Today I was in my PJs doing fuck all until midafternoon.  I only washed and dressed because I knew I had roleplaying.  And so I went off and had dinner at Carla and Ian's that they had kindly prepared, and then played some Dungeons and Dragons.  And while I was a bit scattered, I didn't fall asleep this week.  Win.

Monday, 2 March 2020

Ugh

So basically a week has happened.

On Wednesday I had D&D in the evening, and dinner Carla and Ian had prepared.  Before that I don't recall doing anything.  I was pretty zoned out in the evening so it is fair to say I probably didn't do much at all.
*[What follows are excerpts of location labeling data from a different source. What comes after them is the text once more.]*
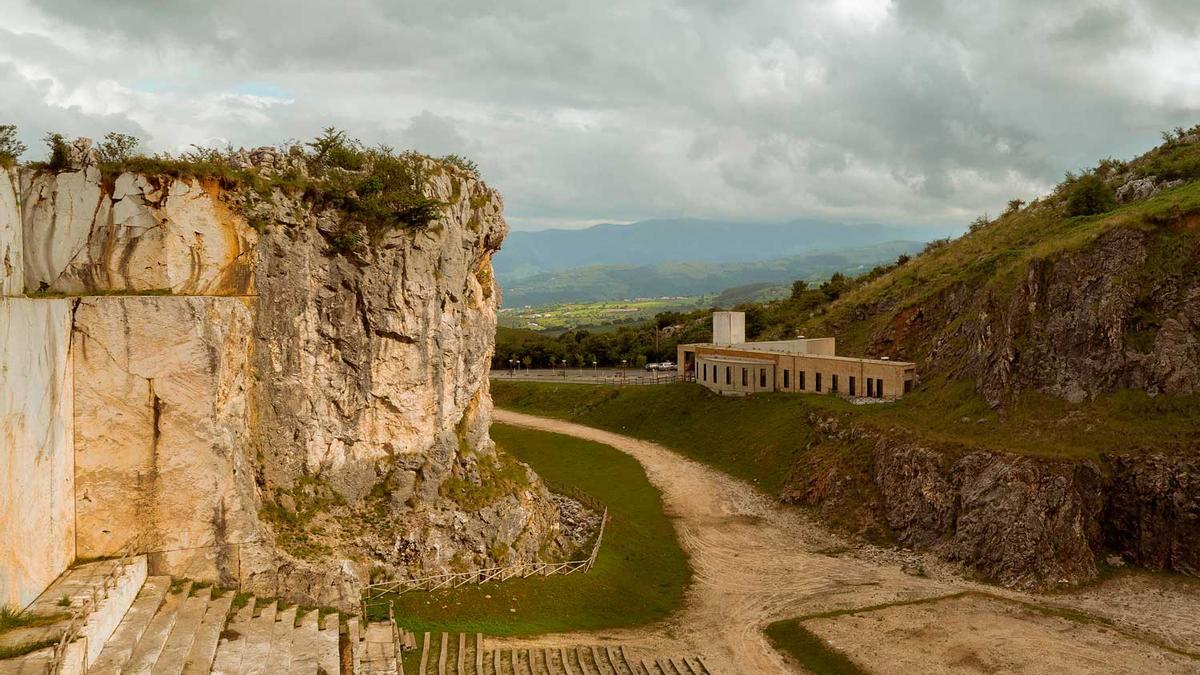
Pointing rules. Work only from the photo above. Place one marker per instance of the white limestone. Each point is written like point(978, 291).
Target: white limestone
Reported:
point(12, 267)
point(161, 425)
point(37, 485)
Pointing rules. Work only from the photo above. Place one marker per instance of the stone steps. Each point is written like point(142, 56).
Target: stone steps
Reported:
point(460, 655)
point(108, 587)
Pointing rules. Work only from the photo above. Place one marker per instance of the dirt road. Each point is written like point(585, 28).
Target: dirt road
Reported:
point(757, 562)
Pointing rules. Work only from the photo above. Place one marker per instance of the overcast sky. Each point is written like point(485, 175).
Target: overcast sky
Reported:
point(892, 111)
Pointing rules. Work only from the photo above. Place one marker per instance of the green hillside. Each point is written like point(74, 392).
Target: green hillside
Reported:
point(696, 278)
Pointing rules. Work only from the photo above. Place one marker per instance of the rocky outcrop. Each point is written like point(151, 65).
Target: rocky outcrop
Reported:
point(264, 407)
point(1152, 515)
point(1023, 521)
point(12, 266)
point(37, 526)
point(139, 234)
point(162, 422)
point(1020, 521)
point(1078, 324)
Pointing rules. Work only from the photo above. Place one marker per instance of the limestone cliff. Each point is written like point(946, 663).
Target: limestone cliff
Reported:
point(268, 405)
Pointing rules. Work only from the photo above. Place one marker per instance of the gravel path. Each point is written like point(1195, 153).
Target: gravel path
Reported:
point(757, 562)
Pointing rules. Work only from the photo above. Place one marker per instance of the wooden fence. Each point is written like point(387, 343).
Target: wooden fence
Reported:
point(79, 615)
point(373, 593)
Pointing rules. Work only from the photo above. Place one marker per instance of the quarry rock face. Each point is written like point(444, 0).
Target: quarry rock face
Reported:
point(1079, 324)
point(36, 430)
point(162, 423)
point(12, 278)
point(1023, 521)
point(141, 234)
point(257, 408)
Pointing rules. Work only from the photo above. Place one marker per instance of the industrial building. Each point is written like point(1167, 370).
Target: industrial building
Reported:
point(732, 366)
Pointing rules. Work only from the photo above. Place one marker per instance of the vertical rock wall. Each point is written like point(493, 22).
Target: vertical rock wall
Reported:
point(161, 428)
point(36, 464)
point(12, 272)
point(261, 410)
point(141, 234)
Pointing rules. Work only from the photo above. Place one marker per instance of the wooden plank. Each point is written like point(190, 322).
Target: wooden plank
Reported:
point(567, 662)
point(425, 655)
point(442, 653)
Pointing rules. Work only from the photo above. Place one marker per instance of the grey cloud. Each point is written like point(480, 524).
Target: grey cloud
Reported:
point(639, 108)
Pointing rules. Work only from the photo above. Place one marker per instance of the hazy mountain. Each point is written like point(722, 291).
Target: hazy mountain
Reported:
point(651, 242)
point(609, 282)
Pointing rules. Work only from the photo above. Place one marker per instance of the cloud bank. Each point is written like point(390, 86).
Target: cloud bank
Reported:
point(904, 112)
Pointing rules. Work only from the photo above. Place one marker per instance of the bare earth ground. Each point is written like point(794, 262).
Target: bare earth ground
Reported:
point(757, 562)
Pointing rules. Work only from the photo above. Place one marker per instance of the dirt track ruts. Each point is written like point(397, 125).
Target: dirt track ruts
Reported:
point(756, 561)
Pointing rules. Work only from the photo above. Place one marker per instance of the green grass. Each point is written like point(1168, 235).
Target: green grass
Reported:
point(685, 417)
point(761, 437)
point(13, 651)
point(810, 651)
point(640, 574)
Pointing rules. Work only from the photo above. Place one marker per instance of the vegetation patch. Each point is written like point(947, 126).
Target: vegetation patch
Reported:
point(813, 653)
point(640, 574)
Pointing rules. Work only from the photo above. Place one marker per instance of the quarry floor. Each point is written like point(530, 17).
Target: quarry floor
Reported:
point(756, 562)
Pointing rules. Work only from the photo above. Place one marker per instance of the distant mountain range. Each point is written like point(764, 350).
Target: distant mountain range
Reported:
point(691, 240)
point(618, 281)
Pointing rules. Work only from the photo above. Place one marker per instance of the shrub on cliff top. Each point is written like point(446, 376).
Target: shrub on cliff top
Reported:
point(1089, 195)
point(10, 147)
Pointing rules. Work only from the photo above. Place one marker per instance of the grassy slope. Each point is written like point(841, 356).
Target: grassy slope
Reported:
point(684, 417)
point(760, 437)
point(997, 257)
point(640, 574)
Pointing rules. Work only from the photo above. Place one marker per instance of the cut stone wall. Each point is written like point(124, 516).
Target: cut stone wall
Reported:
point(37, 481)
point(162, 429)
point(149, 234)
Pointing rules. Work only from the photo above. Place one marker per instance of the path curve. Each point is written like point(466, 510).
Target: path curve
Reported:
point(755, 562)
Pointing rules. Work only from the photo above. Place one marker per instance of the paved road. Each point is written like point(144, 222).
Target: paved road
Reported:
point(587, 376)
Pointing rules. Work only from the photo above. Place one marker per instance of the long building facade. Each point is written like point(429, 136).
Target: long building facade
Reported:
point(732, 366)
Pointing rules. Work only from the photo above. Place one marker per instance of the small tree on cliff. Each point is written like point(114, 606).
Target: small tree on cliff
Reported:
point(10, 148)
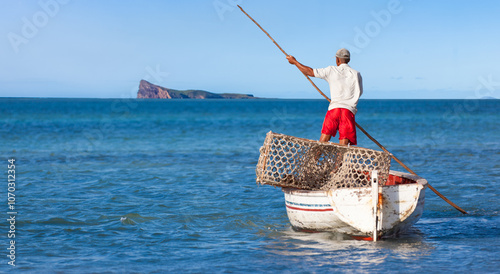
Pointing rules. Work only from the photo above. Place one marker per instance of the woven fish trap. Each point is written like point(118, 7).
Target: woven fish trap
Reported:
point(288, 161)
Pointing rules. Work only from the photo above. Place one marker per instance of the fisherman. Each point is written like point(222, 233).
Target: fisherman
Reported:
point(346, 86)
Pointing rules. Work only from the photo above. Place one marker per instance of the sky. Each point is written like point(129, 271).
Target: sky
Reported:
point(404, 49)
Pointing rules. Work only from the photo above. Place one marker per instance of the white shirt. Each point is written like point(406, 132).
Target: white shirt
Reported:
point(346, 86)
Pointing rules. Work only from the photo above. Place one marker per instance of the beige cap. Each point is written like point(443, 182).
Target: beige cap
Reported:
point(343, 53)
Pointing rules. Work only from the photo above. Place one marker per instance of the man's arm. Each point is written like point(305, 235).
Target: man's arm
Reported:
point(305, 69)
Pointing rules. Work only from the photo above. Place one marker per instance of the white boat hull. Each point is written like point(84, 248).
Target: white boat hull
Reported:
point(350, 210)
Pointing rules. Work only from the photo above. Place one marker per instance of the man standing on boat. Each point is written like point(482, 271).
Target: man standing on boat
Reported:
point(346, 86)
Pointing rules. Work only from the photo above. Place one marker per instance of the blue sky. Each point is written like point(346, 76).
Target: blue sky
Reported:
point(102, 49)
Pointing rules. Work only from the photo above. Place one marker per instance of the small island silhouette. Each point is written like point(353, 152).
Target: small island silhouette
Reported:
point(151, 91)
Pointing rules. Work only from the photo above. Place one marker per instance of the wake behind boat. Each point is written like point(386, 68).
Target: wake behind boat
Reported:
point(348, 190)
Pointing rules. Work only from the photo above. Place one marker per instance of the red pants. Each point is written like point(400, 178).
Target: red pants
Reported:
point(341, 120)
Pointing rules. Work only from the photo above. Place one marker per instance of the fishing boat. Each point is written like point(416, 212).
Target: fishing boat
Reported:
point(399, 204)
point(348, 190)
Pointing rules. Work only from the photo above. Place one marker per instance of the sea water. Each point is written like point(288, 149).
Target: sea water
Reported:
point(154, 186)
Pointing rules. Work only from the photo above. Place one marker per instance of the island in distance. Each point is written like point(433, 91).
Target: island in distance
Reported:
point(148, 90)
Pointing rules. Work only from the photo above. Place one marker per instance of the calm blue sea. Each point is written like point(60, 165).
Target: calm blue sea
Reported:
point(155, 186)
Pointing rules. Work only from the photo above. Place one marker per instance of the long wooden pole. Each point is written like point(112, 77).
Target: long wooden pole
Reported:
point(362, 129)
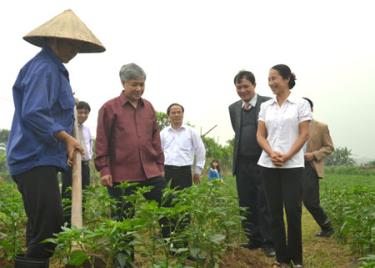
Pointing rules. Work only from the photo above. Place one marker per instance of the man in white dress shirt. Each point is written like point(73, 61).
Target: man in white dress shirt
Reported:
point(86, 140)
point(181, 144)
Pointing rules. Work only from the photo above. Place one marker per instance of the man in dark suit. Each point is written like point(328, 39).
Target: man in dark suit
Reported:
point(318, 147)
point(244, 118)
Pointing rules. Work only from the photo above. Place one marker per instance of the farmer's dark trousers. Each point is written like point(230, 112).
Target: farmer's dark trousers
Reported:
point(42, 201)
point(284, 189)
point(311, 198)
point(179, 177)
point(251, 196)
point(67, 182)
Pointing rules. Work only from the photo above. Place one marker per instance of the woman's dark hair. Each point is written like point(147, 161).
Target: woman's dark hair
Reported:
point(218, 165)
point(286, 73)
point(174, 104)
point(83, 105)
point(244, 75)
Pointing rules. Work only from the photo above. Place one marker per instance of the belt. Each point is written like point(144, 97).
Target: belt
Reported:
point(176, 167)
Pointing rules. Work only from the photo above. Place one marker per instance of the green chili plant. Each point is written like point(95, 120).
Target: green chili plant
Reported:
point(12, 221)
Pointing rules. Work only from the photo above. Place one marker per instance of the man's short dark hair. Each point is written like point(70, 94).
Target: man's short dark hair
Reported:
point(174, 104)
point(83, 105)
point(244, 75)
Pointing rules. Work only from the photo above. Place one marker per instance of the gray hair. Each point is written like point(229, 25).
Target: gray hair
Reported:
point(131, 71)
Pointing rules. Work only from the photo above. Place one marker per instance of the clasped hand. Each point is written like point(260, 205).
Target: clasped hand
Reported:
point(278, 159)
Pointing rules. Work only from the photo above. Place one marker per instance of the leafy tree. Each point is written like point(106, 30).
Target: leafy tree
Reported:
point(216, 151)
point(342, 156)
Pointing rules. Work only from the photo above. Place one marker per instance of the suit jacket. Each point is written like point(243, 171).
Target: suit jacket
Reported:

Class on Thursday was a disappointment to the point I am not sure why I bothered going.  It was about nothing and had no content, I think it was just so the lecturer could get a feel for how naive this batch of 18 year old girl is about the world.   The number of them who seemed to think feminism was over because it had done its job.....  And having a pretty teenage girl explain that homophobia doesn't exist any more and there is no downside to gay men being open and public about it, that made refraining from talking down to her very difficult.
After that I got lunch and a ride home from my dad and then spent the afternoon playing Final Fantasy 12, because the game plays itself and I was just trying to trick myself into thinking I was awake.  Then dinner with dad - seeing him twice in the day because he had literally got back that morning from months of living in Christchurch and having not even visited home since my birthday.

Friday I had a date-ish thing.  Four hour of conversation, food and wandering the streets with someone attempting to establish if we are going to be friends or more than friends.  I think it was leaning more toward friends, but I honestly still don't know.  And I am still too broken to trust my instincts on the more than friends front.

I spent the weekend and today being antisocial in my PJs and having no human contact.  It was mostly awesome.
Though there were meds issues.  Turns out the pills my doctor gave me for my lungs that say "when needed" are more needed than I realised when yesterday I got cocky and decided I was over needing them already.  Led to a bad night.  And not a great day today.  Such chest pain, I had forgotten so quickly how bad it had been until it was back to remind me.